Un funambule sur le sable

08:25

 de Gilles Marchand


« C'est l'histoire de Stradi qui naît avec un violon dans le crâne. A l'école, il va souffrir à cause de la maladresse ou de l'ignorance des adultes et des enfants. A ces souffrances, il va opposer son optimisme invincible, héritage de ses parents. Et son violon s'avère être un atout qui lui permet de rêver et d'espérer. Roman de l'éducation, révérant la différence et le pouvoir de l'imagination. », Un funambule sur le sable, édition Aux forges de vulcain

La mer à l'horizon. Le vent s'engouffre sous les vêtements et glisse sur la peau. Il siffle dans les oreilles.
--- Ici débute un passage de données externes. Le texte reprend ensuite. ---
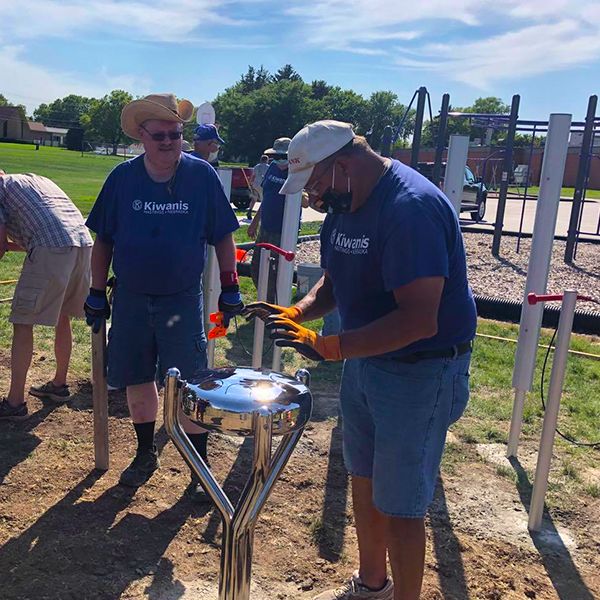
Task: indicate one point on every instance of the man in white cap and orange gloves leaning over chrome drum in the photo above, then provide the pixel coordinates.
(394, 265)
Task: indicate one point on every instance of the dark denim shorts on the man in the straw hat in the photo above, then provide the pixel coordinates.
(151, 334)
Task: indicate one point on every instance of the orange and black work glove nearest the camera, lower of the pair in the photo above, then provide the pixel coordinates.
(286, 332)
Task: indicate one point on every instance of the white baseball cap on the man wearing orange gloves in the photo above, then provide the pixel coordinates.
(311, 145)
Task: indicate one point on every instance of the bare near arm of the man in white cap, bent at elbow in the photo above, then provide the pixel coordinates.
(414, 319)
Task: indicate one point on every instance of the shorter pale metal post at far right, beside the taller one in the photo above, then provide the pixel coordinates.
(563, 338)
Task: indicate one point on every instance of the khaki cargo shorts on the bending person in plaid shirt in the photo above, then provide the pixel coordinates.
(53, 282)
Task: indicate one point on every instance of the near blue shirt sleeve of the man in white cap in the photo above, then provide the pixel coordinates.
(414, 246)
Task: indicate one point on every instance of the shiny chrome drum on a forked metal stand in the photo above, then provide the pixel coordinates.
(241, 402)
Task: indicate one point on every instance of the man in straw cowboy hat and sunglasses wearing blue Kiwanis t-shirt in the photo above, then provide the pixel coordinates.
(153, 219)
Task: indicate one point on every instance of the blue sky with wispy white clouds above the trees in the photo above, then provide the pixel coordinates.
(546, 50)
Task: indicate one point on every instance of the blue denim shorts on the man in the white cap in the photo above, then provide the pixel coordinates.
(395, 419)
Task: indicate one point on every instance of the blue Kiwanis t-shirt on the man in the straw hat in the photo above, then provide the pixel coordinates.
(160, 234)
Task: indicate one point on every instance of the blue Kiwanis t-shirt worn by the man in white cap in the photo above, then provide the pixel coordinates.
(406, 230)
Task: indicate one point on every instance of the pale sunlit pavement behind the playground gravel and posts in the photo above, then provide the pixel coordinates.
(512, 215)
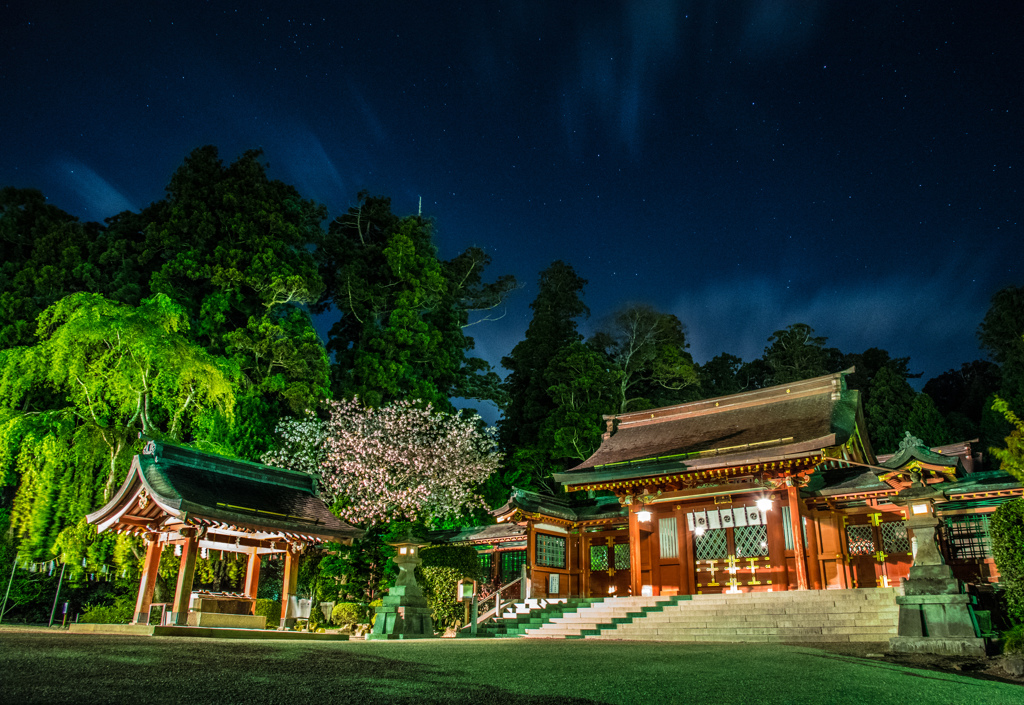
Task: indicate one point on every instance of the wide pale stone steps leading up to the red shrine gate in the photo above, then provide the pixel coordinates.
(805, 616)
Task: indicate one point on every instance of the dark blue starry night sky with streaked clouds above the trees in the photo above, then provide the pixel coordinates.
(857, 167)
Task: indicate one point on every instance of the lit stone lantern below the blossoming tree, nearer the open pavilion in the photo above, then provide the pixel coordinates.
(405, 613)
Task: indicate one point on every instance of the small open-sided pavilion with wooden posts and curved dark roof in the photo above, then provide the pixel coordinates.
(198, 503)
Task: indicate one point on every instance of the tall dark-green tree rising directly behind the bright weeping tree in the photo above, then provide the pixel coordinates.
(234, 248)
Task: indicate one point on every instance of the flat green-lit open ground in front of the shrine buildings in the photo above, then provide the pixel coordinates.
(58, 668)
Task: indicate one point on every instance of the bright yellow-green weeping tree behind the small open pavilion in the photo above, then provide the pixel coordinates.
(72, 408)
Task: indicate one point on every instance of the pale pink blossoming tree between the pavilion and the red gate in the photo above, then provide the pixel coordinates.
(399, 462)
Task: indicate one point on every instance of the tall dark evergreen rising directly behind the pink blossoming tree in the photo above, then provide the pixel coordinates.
(404, 311)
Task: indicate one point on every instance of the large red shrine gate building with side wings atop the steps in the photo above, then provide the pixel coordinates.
(775, 489)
Est-ce vraiment lui qui produit ce bruit chuchotant ? N'est-ce pas le grincement d'une corde ? N'est-ce pas le son scintillant qui éclate au coup d'archer ? Un violon dans la tête. Une jolie image pour décrire un rêveur. Un assemblage étrange de mots pour parler d'un fou. Pour le héros de cette histoire, pas de sens figuré, c'est une réalité. Il est Stradi, le garçon avec un violon dans la tête.

Un funambule sur le sable. Un acrobate qui chavire entre normalité et extraordinaire, soutenu par les cordes de son violon prêtes à trembler, à craquer à tout moment. Le récit s'ouvre sur un enfant avec un violon dans la tête qu'on transporte d'hôpitaux en hôpitaux. "Extraordinaire !" "Incroyable !" "Du jamais vu !" Les mêmes interjections et la même réponse "il n'y a rien à faire". Enfermé dans son cocon familial : un père inventeur, fou de science et grammaire, une maman dévouée et amoureuse des livres et un grand frère intrépide. Une seule visite de l'extérieur : la gentille infirmière et sa piqûre porteuse d'une douleur stridente. Le violon de Stradi chante suivant ses émotions, improvise une série de notes toute la nuit. Les vacances à la mer. L'unique moment de l'année où l'instrument se tait, s'efface face aux chants des vagues. Le temps d'un été, le silence s'installe dans sa tête. Puis en septembre : les cordes se réveillent, Stradi passe ses journées dans les pages d'un livre ou partage de longues conversations avec des oiseaux. Une autre particularité de son violon. Puis la vie s'immisce dans cette tranquillité. Le collège. Le regard des autres. Les jugements. Les invitations d'anniversaire jamais reçues. L'amitié. Le lycée. Les premiers sentiments. L'indépendance. Les premiers boulots. La vie couple. La vie de famille. Et toujours la mélodie d'un violon en fond. L'histoire d'une différence, d'un don raconté sur une longue partition de vie.

J'ai ouvert les pages de ce roman à l'aveuglette. Sans attentes ou scénario préconçu. Un personnage avec un violon dans la tête ? Drôle d'idée ! Pendant plusieurs chapitres, j'ai douté : est-ce une métaphore ? une interprétation de la folie ? Non, juste un petit instrument de musique logé dans une boîte crânienne. Et alors tout est devenu doux, magique et musical. Je me suis très vite attachée à Stradi - d'ailleurs on ne le connaît qu'au travers de ce joli surnom- : un jeune garçon timide, rêveur et courageux. On le suit à chaque étape de sa vie : sa première piqûre, sa première rentrée scolaire, son premier ami, son premier baiser. Quand ses parents découvrent effrayés ses conversations avec les oiseaux, quand à l'école il retient le son de son violon comme on retient son souffle ou quand son violon interprète les battements de son cœur. Poésie et émotion. Un roman à écouter. Entre les lignes, on imagine quelques notes de musique éclore par ci par là. Je ne me suis pas lassée de ce texte une minute.

Un funambule sur le sable, une partition sur la différence, l'extraordinaire, des notes qui résonnent toujours en fond, et, à chaque nouvelle étape, changement de portées, le tout sur des tons poétiques et attachants.